U.S. businesses are serious about addressing climate change. “We’re seeing that [commitment] in many, many ways,” says Todd Stern, U.S. special envoy for climate change.
Eighty-one ways recently.
Just as world leaders were set to gather in Paris for the U.N. conference of parties, known as COP21, to discuss climate action, that many companies — 81 — representing more than $3 trillion in annual revenue expressed support for a global agreement.
They not only look for a successful Paris summit. They #ActOnClimate every day through their business operations, while looking to their own profits and boosting the U.S. economy.
Apple Inc., the world’s largest tech company and maker of the iPhone, is taking a bite out of its carbon emissions. Since 2011, it’s lowered emissions per product and expanded use of renewable energy. Today, 100 percent of Apple’s U.S. operations and data centers run on renewables, some of which it purchases from producers. It plans to produce 280 megawatts of its own clean power by 2017.

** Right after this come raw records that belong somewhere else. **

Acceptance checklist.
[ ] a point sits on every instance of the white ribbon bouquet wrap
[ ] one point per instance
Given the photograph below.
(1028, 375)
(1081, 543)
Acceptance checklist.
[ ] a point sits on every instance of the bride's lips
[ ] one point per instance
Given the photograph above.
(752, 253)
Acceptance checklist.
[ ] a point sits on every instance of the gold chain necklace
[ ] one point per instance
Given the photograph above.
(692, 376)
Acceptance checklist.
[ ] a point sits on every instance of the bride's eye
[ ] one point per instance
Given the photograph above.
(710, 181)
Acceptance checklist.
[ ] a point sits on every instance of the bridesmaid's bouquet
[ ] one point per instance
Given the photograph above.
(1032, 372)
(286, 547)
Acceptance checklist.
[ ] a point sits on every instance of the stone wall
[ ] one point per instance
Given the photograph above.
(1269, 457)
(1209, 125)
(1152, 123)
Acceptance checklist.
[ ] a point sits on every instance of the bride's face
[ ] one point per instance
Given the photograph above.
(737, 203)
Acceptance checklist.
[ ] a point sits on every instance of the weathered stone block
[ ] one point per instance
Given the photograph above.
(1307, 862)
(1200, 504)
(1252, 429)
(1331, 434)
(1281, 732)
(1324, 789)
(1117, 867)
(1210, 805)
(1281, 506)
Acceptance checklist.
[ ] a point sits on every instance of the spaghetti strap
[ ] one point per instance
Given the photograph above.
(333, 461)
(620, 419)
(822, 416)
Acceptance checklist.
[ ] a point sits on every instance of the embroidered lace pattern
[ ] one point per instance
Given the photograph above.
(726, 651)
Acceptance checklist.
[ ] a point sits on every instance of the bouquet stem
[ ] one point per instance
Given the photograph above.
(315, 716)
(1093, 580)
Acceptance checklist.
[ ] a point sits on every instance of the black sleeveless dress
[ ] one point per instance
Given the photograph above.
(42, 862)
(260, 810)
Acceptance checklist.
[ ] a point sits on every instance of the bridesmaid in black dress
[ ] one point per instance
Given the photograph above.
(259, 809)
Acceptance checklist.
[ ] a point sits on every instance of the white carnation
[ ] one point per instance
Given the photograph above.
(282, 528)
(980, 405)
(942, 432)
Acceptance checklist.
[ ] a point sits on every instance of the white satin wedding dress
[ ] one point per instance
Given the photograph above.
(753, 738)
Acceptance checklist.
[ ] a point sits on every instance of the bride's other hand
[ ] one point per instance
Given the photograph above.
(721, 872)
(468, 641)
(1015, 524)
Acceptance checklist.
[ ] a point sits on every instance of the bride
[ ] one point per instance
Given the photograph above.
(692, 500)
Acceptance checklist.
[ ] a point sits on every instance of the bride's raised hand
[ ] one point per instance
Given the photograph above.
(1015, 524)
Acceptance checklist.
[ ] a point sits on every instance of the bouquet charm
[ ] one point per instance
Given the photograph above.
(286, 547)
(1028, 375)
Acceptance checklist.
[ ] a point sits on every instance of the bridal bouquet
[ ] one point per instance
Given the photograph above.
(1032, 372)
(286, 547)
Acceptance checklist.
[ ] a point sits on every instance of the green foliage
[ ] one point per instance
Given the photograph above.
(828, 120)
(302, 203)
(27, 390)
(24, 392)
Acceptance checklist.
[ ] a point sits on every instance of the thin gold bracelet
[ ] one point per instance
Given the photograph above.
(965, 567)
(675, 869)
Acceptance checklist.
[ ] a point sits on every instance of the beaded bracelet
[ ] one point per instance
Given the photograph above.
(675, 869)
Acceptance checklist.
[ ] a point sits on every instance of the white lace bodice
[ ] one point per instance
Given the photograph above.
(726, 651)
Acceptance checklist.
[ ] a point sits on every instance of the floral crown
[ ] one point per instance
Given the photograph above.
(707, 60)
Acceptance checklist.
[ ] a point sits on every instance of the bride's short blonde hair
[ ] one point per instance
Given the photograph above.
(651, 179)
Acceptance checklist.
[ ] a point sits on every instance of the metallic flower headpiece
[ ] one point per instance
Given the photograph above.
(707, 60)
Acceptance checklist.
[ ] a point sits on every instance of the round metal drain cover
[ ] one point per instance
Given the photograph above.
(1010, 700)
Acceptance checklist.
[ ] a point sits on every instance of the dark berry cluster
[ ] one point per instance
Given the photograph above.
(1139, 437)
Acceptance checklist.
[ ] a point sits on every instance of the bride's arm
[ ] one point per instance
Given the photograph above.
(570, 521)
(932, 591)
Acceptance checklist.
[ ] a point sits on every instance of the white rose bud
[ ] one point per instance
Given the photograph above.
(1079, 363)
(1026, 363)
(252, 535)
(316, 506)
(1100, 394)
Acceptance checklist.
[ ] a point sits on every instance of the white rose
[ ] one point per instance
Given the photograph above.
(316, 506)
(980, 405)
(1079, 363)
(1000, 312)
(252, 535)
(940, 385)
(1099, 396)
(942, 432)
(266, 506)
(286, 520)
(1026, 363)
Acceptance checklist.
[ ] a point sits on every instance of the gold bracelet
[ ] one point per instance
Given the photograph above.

Other tech companies, such as Facebook, Google, Microsoft and Intel, include renewable energy in their plans.
Bank of America
One of the largest banks in the world, Bank of America recently has accelerated its investments in environmental business. After committing to invest $20 billion in low-carbon enterprises in 2007, it fulfilled the goal four years ahead of schedule. Subsequently, it nearly tripled its commitment, pledging to invest $125 billion in green business by 2025.
Other finance firms support a transition to a low-carbon economy. Goldman Sachs, for instance, has mobilized $33 billion for solar, wind, smart grid and other clean technologies.
General Electric Company had a bright idea in 2005: Build environmental research and development into its business model. “Ecomagination” investments, worth $15 billion, have influenced its product designs, from light bulbs to jet engines, while producing $200 billion in revenue since 2005.
PepsiCo Inc., maker of snacks and beverages, uses technology to reduce its carbon footprint and water usage. On farms that supply ingredients, the company’s “i-crop” system of sensors tells farmers when water is needed, saving resources while improving yields. The company recently pledged to expand sustainable farming to 500,000 acres of North American farmland.
The Walt Disney Company knows climate change is no fairy tale. The company put an internal price on all emissions, ensuring that its executives consider greenhouse-gas emissions as a cost in every business decision. Disney pledges to reduce emissions 50 percent from 2012 levels by 2020.
In addition to reducing greenhouse-gas emissions, American chocolate maker Hershey’s is finding sustainable ways to obtain palm oil, an important ingredient whose cultivation can cause deforestation.
Hershey’s — along with Mars, General Mills, Kellogg’s, McDonald’s, Cargill, and Procter & Gamble — pledges to purchase palm oil in a way that preserves forests.